Officially announced this week, Richard Napolitano has taken the reins from former Plexxi CEO David Husak. A member of Plexxi’s board for several years, Napolitano worked alongside Husak to launch Plexxi and recently was convinced to lead the company. In our exclusive interview with the new CEO, Napolitano expands on the future of IT, big data, and Plexxi.
SDNCentral: Let’s start with the obvious, Rich. You have an impressive background, having driven more than $4 billion annually in revenue and led more than 2,000 people at EMC. But how does someone with a strong storage background end up as the CEO of a networking company?
Napolitano: The future of IT isn’t about networking any more than it is about storage. Where we are headed as an industry — and by industry, I mean all infrastructure — is more about the applications than the disaggregated components. How do compute, storage, and networking work in concert to deliver some application experience? We believe these come together as what we and others call the Third Platform. And we believe that this platform is application-centric but oriented around the data that makes next-generation applications powerful.

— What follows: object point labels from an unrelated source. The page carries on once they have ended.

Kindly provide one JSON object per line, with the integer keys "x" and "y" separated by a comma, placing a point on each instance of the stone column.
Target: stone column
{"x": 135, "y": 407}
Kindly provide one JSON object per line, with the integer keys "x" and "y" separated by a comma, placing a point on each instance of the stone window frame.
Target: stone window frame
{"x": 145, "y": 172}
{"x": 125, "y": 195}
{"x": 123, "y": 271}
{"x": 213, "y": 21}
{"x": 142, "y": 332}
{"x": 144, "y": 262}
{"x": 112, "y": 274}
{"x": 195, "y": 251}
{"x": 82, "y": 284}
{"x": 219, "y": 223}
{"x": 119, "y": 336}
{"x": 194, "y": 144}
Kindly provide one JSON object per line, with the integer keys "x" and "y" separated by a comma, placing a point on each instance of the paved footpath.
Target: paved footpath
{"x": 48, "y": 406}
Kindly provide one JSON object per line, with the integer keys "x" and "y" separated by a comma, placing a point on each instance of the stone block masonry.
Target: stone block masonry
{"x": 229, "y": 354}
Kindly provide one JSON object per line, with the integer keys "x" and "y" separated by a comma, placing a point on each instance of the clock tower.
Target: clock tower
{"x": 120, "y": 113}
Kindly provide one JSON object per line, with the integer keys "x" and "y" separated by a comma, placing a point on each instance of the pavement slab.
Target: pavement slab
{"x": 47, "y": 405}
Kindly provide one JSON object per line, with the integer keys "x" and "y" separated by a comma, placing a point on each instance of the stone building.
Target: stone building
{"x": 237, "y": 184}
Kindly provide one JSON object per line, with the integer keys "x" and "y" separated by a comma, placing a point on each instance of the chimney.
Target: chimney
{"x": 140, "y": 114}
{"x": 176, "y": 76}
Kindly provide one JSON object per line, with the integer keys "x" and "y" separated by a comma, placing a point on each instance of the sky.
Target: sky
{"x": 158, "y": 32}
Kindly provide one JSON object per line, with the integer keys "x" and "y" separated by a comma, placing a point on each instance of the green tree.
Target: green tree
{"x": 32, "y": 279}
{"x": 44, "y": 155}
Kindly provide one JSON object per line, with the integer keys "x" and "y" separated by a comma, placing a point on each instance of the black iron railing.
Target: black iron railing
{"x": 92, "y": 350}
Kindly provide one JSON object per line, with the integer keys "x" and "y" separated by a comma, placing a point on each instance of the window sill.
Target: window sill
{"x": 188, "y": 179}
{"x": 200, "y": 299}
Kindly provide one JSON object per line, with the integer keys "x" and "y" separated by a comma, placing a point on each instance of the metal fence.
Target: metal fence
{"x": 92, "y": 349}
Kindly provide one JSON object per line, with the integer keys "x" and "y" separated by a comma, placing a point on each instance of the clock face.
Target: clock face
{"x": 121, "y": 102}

The nature of this Third Platform is that the most important elements of IT are shifting from infrastructure to applications to data. If that data is vast and distributed, then perhaps the most critical element is the network that connects it all together. I felt like Plexxi had arrived at the correct thesis strategically, had developed the necessary technology building blocks, and had accumulated a critical mass of top talent to execute against the vision. As for the timing, if you listen to customers, it’s obvious that the industry is at peak frustration. Never before has there been so much focus on topics like vendor margins and operations. The noise is because people need a different way of doing things. There is a huge opportunity for companies capable of delivering better in a world where good enough just isn’t.
You are asserting that the rise of data is important to applications and the network. Can you give some concrete examples?
One trend putting this dynamic on display is the rise of big data ecosystems. If you look at companies like Cloudera, they are providing platforms that allow data that is diverse and distributed to be accessed as a single pool of information, called a data lake. The architectural premise is that applications act on this data lake to drive results. The data might be a collection of real-time customer data for retail shops, or it could be sensor information useful in managing industrial infrastructure. Whatever the eventual use case, the two properties that are common are that the data must be unified and available just in time. This means the network that connects data and application resources is critical.
If the customer objective you describe is about the data and the applications, isn’t the real goal to relegate the network to some supporting role or disappear entirely?
Absolutely. Networking is far too dramatic in many environments. In some cases, it’s a point of contention because it’s where everything comes together, in which case the drama is how to manage the different requirements, priorities, and interests given an increasingly overburdened network team. In other instances, the network is so fragile that any change whatsoever threatens to turn into a fireworks show with unknown collateral damage. The whole point of what we are doing around this Third Platform is to make the network scalable and responsive, but to do it through integration hooks that allow the network to be abstracted. The network for a new era has to dramatically simplify the act of networking if infrastructure is going to have any hope of keeping pace with the changes inherent in a dynamic, data-oriented world.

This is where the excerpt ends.